5 FastGen sets an error threshold (ε) for approximation:

Error = ||A - A'||_F / ||A||_F

Where:
A = Original attention matrix
A' = Approximated matrix
||·||_F = Frobenius norm

Typical bounds:
ε = 0.1   ~70% compression
ε = 0.05  ~50% compression
ε = 0.01  ~30% compression

Optimizing Number of Layers (n_layers)

Reducing the number of layers in a language model does not offer significant gains in terms of memory reduction. Typically, smaller models naturally have fewer layers. Therefore, if a smaller model suits your use case and performs adequately, opting for it is a straightforward solution.

Optimizing Number of Attention Heads (n_heads)

Attention Types

Figure 2: Types of Attention

The multi-query attention (MQA) and grouped-query attention (GQA) architectures provide strategies for reducing the key-value (KV) cache size in models based on the Transformer architecture6. These approaches allow for more efficient use of resources without sacrificing model performance significantly.

6 MQA vs GQA Memory:

MHA: Memory = H × d × 2
MQA: Memory = d × 2
GQA: Memory = g × d × 2

Where:
H = Total heads
d = Head dimension
g = Number of groups (g < H)

Real-world example:
32 heads  8 groups = 75% reduction

In MQA, all query heads share the same single key and value heads, meaning that each query head computes attention scores using the same keys, and all heads output values computed using the same values but different attention scores.

GQA splits the query heads into groups, with each group sharing the same unique key-value heads. This allows for a smoother reduction in the number of key-value heads compared to MQA, providing a compromise between model representation capacity and KV cache size.

These architectures have been implemented in various models by different research groups, such as Google Research's PaLM, TII's Falcon models, Meta's Llama-2 (limited to 70B only), and Mistral AI's Mistral-7B.

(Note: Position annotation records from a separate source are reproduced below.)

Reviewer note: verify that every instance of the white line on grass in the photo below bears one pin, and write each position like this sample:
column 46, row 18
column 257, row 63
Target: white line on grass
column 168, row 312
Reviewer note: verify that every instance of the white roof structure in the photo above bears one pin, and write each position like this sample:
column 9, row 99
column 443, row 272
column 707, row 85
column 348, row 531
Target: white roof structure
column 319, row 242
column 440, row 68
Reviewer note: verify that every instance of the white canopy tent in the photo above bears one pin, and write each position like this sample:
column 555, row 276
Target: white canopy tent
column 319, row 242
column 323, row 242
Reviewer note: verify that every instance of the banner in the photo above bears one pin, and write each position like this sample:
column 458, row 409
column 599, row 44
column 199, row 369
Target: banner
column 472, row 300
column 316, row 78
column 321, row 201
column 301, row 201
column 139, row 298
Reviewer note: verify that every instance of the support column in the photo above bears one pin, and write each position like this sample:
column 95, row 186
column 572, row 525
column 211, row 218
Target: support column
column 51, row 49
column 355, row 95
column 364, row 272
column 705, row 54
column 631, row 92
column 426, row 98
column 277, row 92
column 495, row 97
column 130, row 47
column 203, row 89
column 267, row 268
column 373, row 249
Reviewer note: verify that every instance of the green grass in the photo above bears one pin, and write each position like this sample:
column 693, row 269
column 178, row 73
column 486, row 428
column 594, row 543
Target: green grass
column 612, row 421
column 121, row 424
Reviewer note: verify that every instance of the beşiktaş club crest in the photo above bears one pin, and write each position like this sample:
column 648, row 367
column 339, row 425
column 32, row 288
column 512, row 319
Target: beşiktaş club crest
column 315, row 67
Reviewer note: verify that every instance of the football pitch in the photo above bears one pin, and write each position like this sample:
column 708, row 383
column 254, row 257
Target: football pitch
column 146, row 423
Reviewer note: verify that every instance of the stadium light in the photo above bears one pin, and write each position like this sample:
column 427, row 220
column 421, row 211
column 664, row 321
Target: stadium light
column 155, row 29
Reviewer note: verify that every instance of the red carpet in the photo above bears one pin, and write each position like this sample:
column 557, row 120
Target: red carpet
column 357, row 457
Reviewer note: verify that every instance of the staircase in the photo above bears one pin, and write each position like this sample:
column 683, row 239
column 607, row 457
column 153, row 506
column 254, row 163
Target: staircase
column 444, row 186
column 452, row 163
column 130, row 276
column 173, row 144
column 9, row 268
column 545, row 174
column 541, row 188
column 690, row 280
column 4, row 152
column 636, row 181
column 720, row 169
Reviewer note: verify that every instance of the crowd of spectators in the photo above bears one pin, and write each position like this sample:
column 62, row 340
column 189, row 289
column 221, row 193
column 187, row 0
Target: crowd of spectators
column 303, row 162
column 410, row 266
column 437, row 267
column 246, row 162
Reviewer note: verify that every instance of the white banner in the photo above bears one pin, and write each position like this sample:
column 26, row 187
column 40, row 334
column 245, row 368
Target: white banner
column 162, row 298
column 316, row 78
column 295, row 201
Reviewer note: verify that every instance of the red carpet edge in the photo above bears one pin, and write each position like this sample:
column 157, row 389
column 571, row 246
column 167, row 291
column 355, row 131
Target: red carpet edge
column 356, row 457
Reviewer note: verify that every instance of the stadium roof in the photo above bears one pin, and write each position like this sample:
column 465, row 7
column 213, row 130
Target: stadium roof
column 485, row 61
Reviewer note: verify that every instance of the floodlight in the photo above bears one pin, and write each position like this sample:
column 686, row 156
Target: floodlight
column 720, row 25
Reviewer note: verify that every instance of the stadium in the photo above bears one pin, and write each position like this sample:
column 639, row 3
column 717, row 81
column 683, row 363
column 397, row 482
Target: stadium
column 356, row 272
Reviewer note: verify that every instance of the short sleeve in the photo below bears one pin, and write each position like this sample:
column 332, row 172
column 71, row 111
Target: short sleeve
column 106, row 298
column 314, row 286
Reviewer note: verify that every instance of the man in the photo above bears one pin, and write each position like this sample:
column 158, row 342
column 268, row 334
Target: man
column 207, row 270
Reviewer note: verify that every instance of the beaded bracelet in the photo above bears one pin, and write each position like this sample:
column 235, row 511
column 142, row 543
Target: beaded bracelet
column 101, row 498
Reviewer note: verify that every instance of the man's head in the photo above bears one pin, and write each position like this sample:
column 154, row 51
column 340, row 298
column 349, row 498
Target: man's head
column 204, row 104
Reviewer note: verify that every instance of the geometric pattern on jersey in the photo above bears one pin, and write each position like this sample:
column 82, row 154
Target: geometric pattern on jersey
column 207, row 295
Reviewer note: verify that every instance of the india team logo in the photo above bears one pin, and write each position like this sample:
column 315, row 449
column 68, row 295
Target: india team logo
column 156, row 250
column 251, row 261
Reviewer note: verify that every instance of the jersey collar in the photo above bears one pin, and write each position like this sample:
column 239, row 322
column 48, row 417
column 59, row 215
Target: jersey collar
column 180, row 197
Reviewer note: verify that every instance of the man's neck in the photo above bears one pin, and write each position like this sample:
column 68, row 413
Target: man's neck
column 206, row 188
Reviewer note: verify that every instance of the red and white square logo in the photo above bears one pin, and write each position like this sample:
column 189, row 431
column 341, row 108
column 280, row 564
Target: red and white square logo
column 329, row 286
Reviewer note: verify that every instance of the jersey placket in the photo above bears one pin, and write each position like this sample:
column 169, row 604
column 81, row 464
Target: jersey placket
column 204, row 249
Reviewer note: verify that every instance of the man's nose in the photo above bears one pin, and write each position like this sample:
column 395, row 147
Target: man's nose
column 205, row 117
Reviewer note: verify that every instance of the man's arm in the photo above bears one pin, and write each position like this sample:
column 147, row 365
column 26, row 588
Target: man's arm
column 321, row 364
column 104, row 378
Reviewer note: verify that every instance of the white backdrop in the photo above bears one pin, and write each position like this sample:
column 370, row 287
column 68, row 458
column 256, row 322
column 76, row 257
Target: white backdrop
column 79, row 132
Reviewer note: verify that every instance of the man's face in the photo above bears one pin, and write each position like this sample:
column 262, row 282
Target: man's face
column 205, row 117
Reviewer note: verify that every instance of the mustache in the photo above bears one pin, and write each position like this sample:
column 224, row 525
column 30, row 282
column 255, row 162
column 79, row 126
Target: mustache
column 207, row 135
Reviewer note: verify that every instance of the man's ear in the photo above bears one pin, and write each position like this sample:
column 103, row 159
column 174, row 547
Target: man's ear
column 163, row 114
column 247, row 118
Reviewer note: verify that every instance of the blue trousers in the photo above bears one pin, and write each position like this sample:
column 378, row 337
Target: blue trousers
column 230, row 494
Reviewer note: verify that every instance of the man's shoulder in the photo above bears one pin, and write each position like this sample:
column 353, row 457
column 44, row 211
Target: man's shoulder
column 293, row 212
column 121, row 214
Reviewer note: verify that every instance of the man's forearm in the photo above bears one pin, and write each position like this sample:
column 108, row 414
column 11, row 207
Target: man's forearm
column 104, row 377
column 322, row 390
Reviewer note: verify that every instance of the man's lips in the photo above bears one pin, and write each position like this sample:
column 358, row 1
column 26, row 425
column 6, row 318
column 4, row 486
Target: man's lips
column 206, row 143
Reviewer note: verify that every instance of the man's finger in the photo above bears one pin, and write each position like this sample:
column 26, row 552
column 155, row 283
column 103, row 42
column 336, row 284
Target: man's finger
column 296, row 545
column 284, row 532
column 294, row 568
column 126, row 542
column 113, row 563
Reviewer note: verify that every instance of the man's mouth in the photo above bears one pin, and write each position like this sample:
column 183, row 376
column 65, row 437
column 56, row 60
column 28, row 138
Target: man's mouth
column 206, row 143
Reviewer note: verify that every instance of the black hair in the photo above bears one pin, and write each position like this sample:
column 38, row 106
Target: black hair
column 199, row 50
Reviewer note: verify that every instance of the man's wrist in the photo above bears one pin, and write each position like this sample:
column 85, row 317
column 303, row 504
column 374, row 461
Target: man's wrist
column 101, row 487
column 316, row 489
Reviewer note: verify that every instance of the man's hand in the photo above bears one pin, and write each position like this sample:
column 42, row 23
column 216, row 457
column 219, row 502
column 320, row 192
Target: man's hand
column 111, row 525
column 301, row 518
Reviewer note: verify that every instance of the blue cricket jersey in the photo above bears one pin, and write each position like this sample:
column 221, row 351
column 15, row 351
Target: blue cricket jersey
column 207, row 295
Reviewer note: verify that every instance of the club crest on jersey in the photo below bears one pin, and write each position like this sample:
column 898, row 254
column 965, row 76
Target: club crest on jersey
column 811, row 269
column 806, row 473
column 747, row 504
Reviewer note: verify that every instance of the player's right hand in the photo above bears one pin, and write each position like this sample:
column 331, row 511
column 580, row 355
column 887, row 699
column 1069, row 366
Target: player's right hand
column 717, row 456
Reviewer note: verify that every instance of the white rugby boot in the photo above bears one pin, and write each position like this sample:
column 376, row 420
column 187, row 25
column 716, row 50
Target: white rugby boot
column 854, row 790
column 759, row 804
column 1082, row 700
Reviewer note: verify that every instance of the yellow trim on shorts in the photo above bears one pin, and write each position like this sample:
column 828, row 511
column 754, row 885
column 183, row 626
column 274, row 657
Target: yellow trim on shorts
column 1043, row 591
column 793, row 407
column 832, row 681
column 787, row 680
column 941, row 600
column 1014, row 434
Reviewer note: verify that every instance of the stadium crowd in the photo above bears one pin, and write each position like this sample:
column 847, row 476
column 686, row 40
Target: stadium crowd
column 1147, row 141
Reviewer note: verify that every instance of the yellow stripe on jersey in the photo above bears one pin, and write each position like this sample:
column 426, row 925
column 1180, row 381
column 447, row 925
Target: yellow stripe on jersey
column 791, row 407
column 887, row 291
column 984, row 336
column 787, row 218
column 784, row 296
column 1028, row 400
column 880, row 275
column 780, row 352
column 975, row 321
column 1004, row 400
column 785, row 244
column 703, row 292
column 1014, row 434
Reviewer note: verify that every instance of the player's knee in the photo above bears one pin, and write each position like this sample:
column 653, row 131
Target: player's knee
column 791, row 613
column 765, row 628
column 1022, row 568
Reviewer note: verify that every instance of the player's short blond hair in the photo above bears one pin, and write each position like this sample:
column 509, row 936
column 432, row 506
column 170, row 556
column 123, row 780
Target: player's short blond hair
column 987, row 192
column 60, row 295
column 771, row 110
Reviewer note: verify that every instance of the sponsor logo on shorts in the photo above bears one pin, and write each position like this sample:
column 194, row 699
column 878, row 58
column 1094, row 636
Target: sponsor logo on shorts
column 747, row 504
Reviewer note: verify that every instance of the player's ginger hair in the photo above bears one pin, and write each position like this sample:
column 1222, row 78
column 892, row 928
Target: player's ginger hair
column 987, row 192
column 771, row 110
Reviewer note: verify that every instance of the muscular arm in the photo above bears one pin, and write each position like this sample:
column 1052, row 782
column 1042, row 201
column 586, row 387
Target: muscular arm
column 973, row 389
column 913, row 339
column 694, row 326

Optimizing Hidden Dimension (d_head)

Once again, there is nothing much to gain here if you are not ready to opt for another model.

Optimizing Precision (p_a)

Quantizing the key-value (KV) cache is an effective method for reducing its size7, but it's important to use quantization algorithms that operate on both weights and activations, not just weights. Algorithms like LLM.int8() or SmoothQuant are suitable for this purpose, as they quantize both weights and activations, resulting in a reduced memory footprint.

7 Precision Impact:

Memory reduction by precision:
FP32 (4 bytes)  FP16 (2 bytes): 50% reduction
FP16 (2 bytes)  INT8 (1 byte): 50% reduction
INT8 (1 byte)  INT4 (0.5 bytes): 50% reduction

However, for inference tasks, where memory bandwidth is the limiting factor rather than compute power, quantizing the cached tensors before moving them to GPU memory and dequantizing them afterward could suffice. This approach reduces the memory footprint without the overhead of more complex quantization algorithms.

Some inference systems, like FlexGen, NVIDIA TensorRT-LLM, and vLLM framework, already incorporate KV cache quantization features. They store the KV cache and model weights in reduced bit formats (4-bit or 8-bit) dynamically without requiring a calibration step at each iteration.